Because real documents are often long, messy, and mixed together.

For example, a PDF may contain:

  • Headers and footers
  • Table of contents
  • Blank lines
  • Heading hierarchy
  • Tables
  • Repeated text

If you feed it to the model as-is, common problems include:

  • The context is too long and does not fit
  • Important points get buried in long text and are hard to retrieve
  • Too much noise hurts retrieval quality

So document processing is really doing one thing:

Organizing materials into knowledge chunks that the model can find more easily and use more effectively.


The 4 common steps in document processing

Cleaning

Remove irrelevant noise, such as:

  • Extra spaces
  • Page numbers
  • Repeated headings

Chunking

Split long text into small pieces suitable for retrieval.

Adding metadata

Attach information to each chunk, such as:

  • Source file
  • Title
  • Page number
  • Tags

Vectorization

Turn text chunks into vectors that can be used for similarity retrieval.

Document processing pipeline for RAG

OCR, short for Optical Character Recognition, is the step that turns scanned pages or screenshots into text before cleaning and chunking.


Why is chunking so important?

Chunk size is a lot like deciding how much content to write on one flashcard when taking notes.

  • Too large: too much content in one piece, retrieval becomes less precise
  • Too small: not enough context, answers become fragmented

There is no single best setting, but you should always tune it for the task.

Think of it like this:

When making notes for an open-book exam, you would not paste the whole book into one giant poster, and you would not cut every single word into its own slip of paper.

Chunk size vs. overlap trade-off diagram

Reading hint

Start by looking at the central idea of “evidence completeness”: chunks that are too large make retrieval blunt, chunks that are too small cut evidence apart, and the value of overlap is to leave some buffer for information near boundaries.


A minimal runnable chunking example

import re

text = """
Refund policy:
If your learning progress is below 20% within 7 days after purchase, you can apply for a refund.
After 7 days, unconditional refunds are no longer supported.

Certificate description:
After completing all required items and passing the final test, you can receive a completion certificate.

Learning order:
It is recommended to study Python, data analysis, and machine learning first, and then move on to deep learning and large models.
""".strip()

def split_into_sentences(text):
parts = re.split(r"[。!?.!?\\n]+", text)
return [p.strip() for p in parts if p.strip()]

sentences = split_into_sentences(text)
print("Sentence list:")
for s in sentences:
print("-", s)

Expected output:

Sentence list:
- Refund policy:
- If your learning progress is below 20% within 7 days after purchase, you can apply for a refund
- After 7 days, unconditional refunds are no longer supported
- Certificate description:
- After completing all required items and passing the final test, you can receive a completion certificate
- Learning order:
- It is recommended to study Python, data analysis, and machine learning first, and then move on to deep learning and large models

If the sentences are already fairly short, you can use each sentence directly as a chunk.

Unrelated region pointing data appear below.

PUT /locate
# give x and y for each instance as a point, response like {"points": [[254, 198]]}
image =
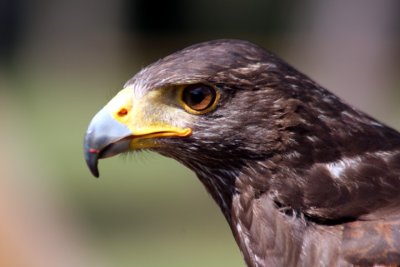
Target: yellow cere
{"points": [[146, 117]]}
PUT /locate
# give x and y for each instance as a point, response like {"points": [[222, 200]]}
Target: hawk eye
{"points": [[199, 98]]}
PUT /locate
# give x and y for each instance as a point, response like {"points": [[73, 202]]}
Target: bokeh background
{"points": [[61, 61]]}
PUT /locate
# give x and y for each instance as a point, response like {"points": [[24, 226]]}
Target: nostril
{"points": [[122, 112]]}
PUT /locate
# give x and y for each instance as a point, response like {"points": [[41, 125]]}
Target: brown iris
{"points": [[199, 97]]}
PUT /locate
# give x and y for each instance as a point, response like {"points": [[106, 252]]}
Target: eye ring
{"points": [[199, 98]]}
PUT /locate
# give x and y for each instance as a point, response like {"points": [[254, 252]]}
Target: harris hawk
{"points": [[302, 178]]}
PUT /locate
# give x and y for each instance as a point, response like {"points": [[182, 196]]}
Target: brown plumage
{"points": [[302, 178]]}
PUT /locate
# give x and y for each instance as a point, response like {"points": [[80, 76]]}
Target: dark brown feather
{"points": [[302, 178]]}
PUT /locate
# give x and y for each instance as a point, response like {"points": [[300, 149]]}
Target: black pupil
{"points": [[198, 97]]}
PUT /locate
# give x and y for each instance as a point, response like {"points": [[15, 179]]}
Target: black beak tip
{"points": [[91, 158]]}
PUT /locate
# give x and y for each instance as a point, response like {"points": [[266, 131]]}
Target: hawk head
{"points": [[205, 106]]}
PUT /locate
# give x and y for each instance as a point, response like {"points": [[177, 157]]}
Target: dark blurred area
{"points": [[61, 61]]}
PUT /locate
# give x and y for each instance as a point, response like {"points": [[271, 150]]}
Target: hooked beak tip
{"points": [[92, 158]]}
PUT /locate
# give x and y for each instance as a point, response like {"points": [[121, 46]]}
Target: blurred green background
{"points": [[61, 61]]}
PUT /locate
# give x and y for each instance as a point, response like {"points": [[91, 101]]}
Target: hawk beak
{"points": [[121, 126], [104, 138]]}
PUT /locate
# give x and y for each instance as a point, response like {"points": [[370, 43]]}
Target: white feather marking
{"points": [[337, 168]]}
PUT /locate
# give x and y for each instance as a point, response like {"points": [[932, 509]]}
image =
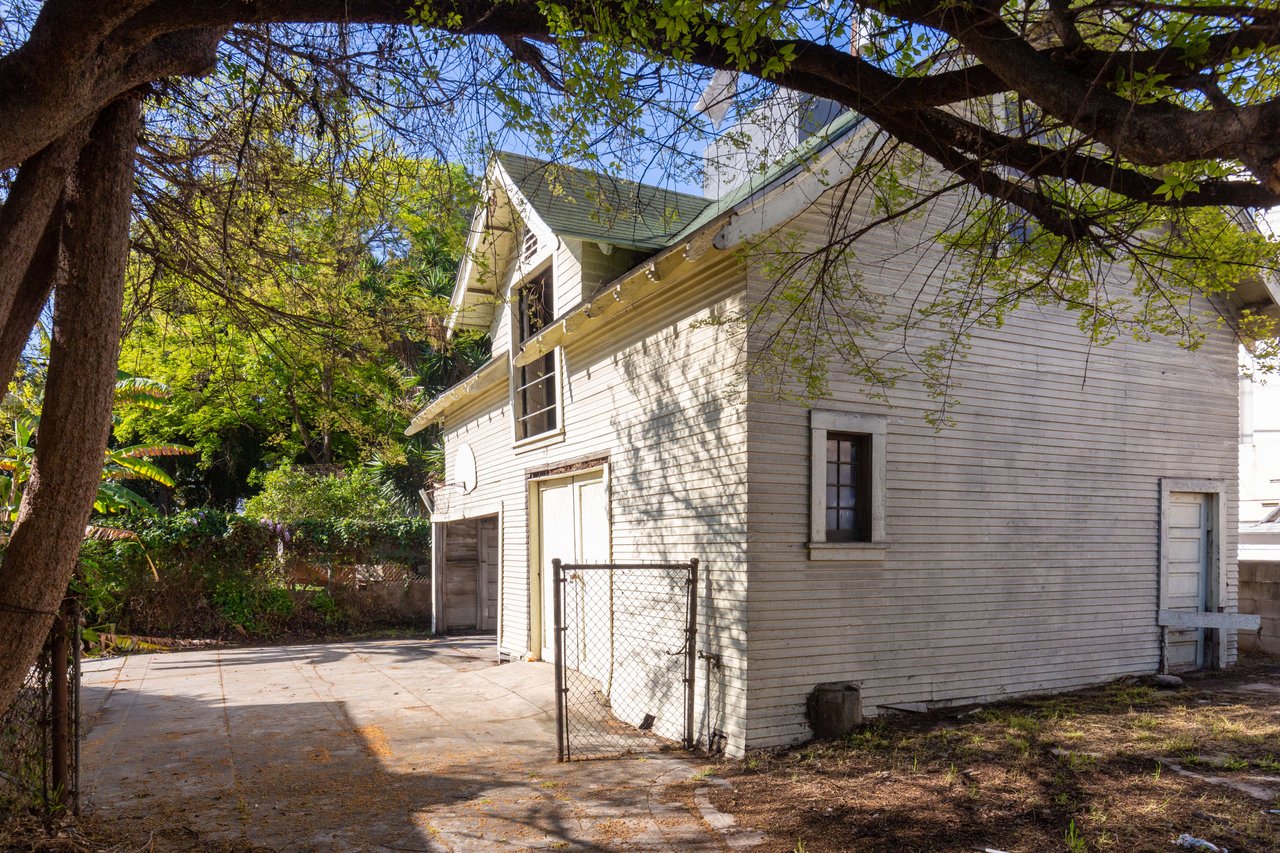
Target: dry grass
{"points": [[1083, 771]]}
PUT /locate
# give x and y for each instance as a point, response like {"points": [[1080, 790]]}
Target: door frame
{"points": [[534, 484], [1216, 557], [439, 534]]}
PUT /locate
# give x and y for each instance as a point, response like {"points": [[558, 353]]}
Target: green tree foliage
{"points": [[123, 464], [292, 495], [297, 318]]}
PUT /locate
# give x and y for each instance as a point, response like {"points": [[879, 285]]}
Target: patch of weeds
{"points": [[1130, 694], [1144, 721], [1074, 840], [1079, 761], [1178, 744], [873, 737]]}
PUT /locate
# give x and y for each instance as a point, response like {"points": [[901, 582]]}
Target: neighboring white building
{"points": [[1260, 468], [1034, 546]]}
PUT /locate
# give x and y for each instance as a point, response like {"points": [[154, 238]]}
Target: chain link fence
{"points": [[40, 731], [625, 656]]}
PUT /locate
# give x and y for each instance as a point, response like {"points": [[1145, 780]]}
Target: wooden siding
{"points": [[654, 392], [1022, 543]]}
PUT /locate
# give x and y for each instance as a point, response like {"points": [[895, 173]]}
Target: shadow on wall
{"points": [[680, 491]]}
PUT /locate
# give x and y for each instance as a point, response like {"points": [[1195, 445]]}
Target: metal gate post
{"points": [[690, 653], [60, 707], [558, 637]]}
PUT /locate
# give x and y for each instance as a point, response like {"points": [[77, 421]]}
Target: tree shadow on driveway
{"points": [[218, 751]]}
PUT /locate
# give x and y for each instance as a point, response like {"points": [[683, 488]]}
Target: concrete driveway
{"points": [[371, 746]]}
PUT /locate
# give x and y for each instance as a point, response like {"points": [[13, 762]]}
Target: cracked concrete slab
{"points": [[371, 746]]}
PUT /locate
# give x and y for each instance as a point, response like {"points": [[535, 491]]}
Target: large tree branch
{"points": [[1144, 133], [77, 411], [42, 274], [26, 213]]}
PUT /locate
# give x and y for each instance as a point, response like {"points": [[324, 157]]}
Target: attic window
{"points": [[536, 388], [528, 246]]}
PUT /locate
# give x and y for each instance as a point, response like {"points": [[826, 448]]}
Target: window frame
{"points": [[554, 356], [876, 427]]}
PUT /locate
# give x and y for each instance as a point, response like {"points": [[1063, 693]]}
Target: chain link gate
{"points": [[40, 730], [625, 656]]}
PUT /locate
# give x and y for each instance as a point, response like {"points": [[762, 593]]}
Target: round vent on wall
{"points": [[466, 469]]}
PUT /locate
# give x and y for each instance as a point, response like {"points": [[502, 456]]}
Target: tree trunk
{"points": [[42, 274], [77, 413]]}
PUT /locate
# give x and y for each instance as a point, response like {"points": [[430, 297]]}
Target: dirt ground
{"points": [[1127, 767]]}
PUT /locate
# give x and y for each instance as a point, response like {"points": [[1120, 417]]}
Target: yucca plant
{"points": [[122, 464]]}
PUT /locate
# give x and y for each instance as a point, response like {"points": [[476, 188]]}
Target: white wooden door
{"points": [[488, 589], [1189, 584], [574, 527]]}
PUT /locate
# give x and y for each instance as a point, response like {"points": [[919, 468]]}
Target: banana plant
{"points": [[120, 464]]}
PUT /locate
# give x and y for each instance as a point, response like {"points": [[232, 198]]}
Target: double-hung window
{"points": [[846, 486], [536, 397]]}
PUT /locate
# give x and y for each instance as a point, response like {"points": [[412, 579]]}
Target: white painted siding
{"points": [[659, 398], [1023, 543]]}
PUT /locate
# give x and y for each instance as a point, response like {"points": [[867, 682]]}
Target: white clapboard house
{"points": [[1064, 532]]}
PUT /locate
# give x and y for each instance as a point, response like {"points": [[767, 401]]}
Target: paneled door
{"points": [[1191, 582], [572, 527]]}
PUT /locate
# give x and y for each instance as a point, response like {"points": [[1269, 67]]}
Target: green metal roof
{"points": [[588, 205], [812, 146]]}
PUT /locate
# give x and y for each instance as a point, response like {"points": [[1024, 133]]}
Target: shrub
{"points": [[211, 574]]}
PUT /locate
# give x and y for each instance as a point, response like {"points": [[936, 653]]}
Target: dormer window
{"points": [[536, 397]]}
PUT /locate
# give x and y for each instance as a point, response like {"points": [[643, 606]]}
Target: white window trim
{"points": [[821, 422], [545, 260], [553, 436]]}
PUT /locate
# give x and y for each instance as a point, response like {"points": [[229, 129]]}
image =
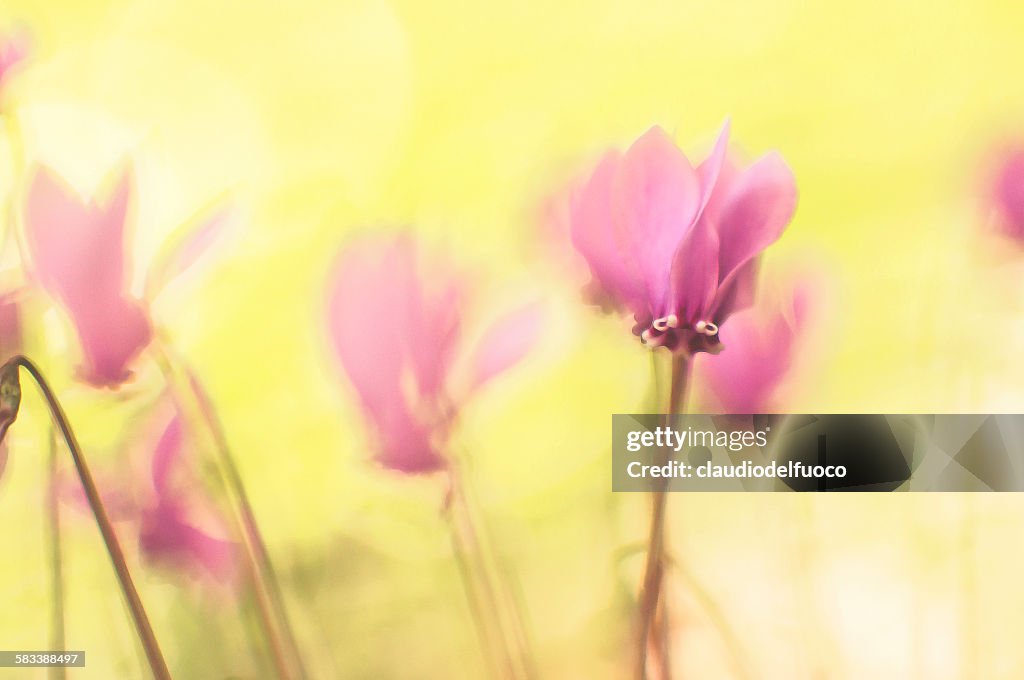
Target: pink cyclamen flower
{"points": [[395, 321], [10, 344], [177, 525], [1008, 194], [168, 535], [78, 248], [678, 246], [764, 343]]}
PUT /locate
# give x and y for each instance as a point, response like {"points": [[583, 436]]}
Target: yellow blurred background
{"points": [[322, 120]]}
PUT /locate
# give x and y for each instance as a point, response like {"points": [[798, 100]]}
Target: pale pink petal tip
{"points": [[667, 241], [1008, 194], [506, 343]]}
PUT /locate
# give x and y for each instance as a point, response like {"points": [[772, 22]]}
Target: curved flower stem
{"points": [[57, 640], [496, 610], [139, 618], [266, 588], [649, 623]]}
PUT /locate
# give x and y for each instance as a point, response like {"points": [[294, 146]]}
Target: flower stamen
{"points": [[706, 328], [665, 323]]}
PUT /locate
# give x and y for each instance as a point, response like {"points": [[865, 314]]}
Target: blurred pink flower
{"points": [[763, 345], [13, 49], [678, 246], [395, 322], [1008, 193], [170, 515], [79, 252], [167, 535]]}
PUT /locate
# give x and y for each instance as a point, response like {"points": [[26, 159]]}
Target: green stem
{"points": [[498, 614], [156, 659], [266, 589], [649, 629], [57, 638]]}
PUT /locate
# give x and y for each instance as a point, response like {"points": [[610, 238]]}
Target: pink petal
{"points": [[710, 170], [166, 454], [167, 538], [594, 234], [507, 341], [759, 207], [13, 49], [655, 200], [761, 346], [385, 328], [1009, 194], [10, 325], [186, 247], [736, 292], [695, 274]]}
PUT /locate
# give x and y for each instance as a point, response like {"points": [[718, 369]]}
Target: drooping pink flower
{"points": [[678, 246], [177, 525], [10, 344], [1008, 193], [763, 343], [168, 535], [396, 324], [80, 254], [13, 49], [78, 248]]}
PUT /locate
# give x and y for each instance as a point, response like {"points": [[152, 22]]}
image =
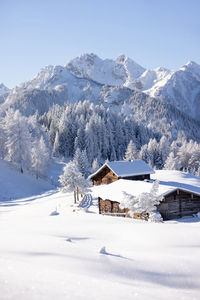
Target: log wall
{"points": [[179, 204]]}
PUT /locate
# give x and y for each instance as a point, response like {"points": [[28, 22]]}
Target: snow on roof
{"points": [[181, 180], [127, 168], [114, 191], [169, 181]]}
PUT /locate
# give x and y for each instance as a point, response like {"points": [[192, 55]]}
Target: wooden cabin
{"points": [[177, 202], [115, 170]]}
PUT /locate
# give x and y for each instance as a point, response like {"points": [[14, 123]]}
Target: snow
{"points": [[115, 191], [183, 180], [22, 186], [168, 182], [3, 89], [79, 255], [127, 168], [121, 71]]}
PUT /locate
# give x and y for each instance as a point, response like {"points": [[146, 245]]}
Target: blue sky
{"points": [[35, 33]]}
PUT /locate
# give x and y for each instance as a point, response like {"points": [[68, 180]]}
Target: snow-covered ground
{"points": [[44, 256]]}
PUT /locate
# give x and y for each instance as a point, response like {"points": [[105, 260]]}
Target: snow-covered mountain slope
{"points": [[78, 255], [56, 85], [4, 91], [180, 88], [14, 185], [122, 71], [150, 78]]}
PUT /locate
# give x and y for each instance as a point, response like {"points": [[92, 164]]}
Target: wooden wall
{"points": [[108, 207], [179, 204], [106, 176], [176, 205]]}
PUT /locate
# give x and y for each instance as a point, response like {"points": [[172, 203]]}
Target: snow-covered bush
{"points": [[144, 202]]}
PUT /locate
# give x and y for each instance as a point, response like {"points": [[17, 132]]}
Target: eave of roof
{"points": [[122, 175]]}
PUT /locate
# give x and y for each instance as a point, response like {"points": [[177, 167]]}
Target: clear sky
{"points": [[36, 33]]}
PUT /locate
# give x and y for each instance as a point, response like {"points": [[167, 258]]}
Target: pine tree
{"points": [[131, 151], [143, 203], [73, 181], [172, 163], [18, 140]]}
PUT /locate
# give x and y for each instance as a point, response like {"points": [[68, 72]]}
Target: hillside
{"points": [[63, 256]]}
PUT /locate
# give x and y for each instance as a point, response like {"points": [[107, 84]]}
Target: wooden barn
{"points": [[177, 202], [115, 170]]}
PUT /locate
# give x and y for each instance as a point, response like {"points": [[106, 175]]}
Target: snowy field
{"points": [[44, 256]]}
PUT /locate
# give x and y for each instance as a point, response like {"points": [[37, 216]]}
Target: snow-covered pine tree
{"points": [[55, 150], [18, 140], [131, 151], [172, 163], [143, 203], [40, 158], [73, 181], [80, 159], [95, 165]]}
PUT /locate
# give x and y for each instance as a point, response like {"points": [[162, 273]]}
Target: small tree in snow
{"points": [[95, 165], [73, 181], [172, 163], [144, 202], [40, 158]]}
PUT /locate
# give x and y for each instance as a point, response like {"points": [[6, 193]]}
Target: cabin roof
{"points": [[127, 168], [114, 191]]}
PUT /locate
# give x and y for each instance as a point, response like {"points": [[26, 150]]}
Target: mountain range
{"points": [[161, 99]]}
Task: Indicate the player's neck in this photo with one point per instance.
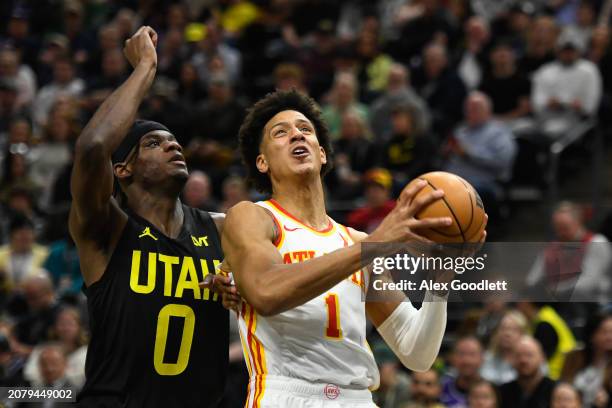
(305, 202)
(165, 213)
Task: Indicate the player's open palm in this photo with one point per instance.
(400, 225)
(140, 48)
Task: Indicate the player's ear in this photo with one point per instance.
(262, 163)
(122, 170)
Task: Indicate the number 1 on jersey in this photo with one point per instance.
(333, 330)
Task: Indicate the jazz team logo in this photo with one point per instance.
(199, 241)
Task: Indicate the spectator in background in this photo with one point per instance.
(483, 395)
(443, 90)
(354, 154)
(471, 65)
(11, 68)
(541, 38)
(566, 90)
(9, 108)
(54, 152)
(551, 333)
(482, 150)
(234, 191)
(34, 327)
(212, 46)
(531, 389)
(565, 396)
(343, 98)
(65, 83)
(398, 92)
(410, 152)
(374, 65)
(425, 390)
(114, 72)
(197, 192)
(289, 76)
(466, 360)
(70, 336)
(498, 366)
(21, 257)
(586, 368)
(378, 187)
(578, 271)
(394, 390)
(507, 88)
(52, 364)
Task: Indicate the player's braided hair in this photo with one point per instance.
(251, 131)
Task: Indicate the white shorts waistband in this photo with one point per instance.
(324, 391)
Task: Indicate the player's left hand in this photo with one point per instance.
(224, 286)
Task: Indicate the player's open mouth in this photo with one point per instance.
(300, 151)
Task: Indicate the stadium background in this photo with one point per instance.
(393, 78)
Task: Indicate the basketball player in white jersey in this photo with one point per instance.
(303, 321)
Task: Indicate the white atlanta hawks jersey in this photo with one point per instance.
(321, 341)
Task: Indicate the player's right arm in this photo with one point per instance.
(95, 219)
(272, 287)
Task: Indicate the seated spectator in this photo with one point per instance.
(72, 339)
(234, 191)
(565, 90)
(443, 90)
(552, 334)
(64, 83)
(24, 78)
(541, 37)
(507, 88)
(394, 390)
(398, 93)
(472, 63)
(586, 368)
(482, 150)
(483, 395)
(354, 154)
(498, 366)
(21, 257)
(410, 152)
(197, 192)
(466, 360)
(581, 271)
(566, 396)
(54, 152)
(425, 390)
(531, 389)
(34, 327)
(11, 363)
(342, 99)
(378, 187)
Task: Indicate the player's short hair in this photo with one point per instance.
(251, 131)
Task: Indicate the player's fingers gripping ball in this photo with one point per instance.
(461, 203)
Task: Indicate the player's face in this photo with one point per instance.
(159, 158)
(290, 147)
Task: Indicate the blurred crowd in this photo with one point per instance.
(476, 87)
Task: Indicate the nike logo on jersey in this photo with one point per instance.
(199, 241)
(147, 233)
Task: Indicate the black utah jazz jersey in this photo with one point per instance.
(158, 340)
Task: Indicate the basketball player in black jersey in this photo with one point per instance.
(158, 339)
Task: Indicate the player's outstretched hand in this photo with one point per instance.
(140, 48)
(400, 225)
(223, 285)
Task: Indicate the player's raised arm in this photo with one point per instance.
(272, 287)
(93, 217)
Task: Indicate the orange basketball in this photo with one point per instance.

But more often, we combine several sentences into one chunk.


Chunking with overlap

Why do many RAG systems use chunk overlap?

Because information may land right on a chunk boundary. Adding a little overlap reduces the chance that context gets cut off.

def chunk_sentences(sentences, chunk_size=2, overlap=1):
if chunk_size - overlap <= 0:
raise ValueError("chunk_size must be greater than overlap")

chunks = []
start = 0
while start < len(sentences):
end = start + chunk_size
chunk = " ".join(sentences[start:end])
chunks.append(chunk)
start += chunk_size - overlap
return chunks

chunks = chunk_sentences(sentences, chunk_size=2, overlap=1)

print("Chunking result:")
for i, chunk in enumerate(chunks):
print(f"[chunk {i}] {chunk}")

Expected output:

Chunking result:
[chunk 0] Refund policy: If your learning progress is below 20% within 7 days after purchase, you can apply for a refund
[chunk 1] If your learning progress is below 20% within 7 days after purchase, you can apply for a refund After 7 days, unconditional refunds are no longer supported
[chunk 2] After 7 days, unconditional refunds are no longer supported Certificate description:
[chunk 3] Certificate description: After completing all required items and passing the final test, you can receive a completion certificate
[chunk 4] After completing all required items and passing the final test, you can receive a completion certificate Learning order:
[chunk 5] Learning order: It is recommended to study Python, data analysis, and machine learning first, and then move on to deep learning and large models
[chunk 6] It is recommended to study Python, data analysis, and machine learning first, and then move on to deep learning and large models

Overlap chunking output result map

This output also shows a real limitation of naive chunking: headings can stick to nearby content, and punctuation may be stripped. In production, keep source offsets and run a small chunk audit before indexing.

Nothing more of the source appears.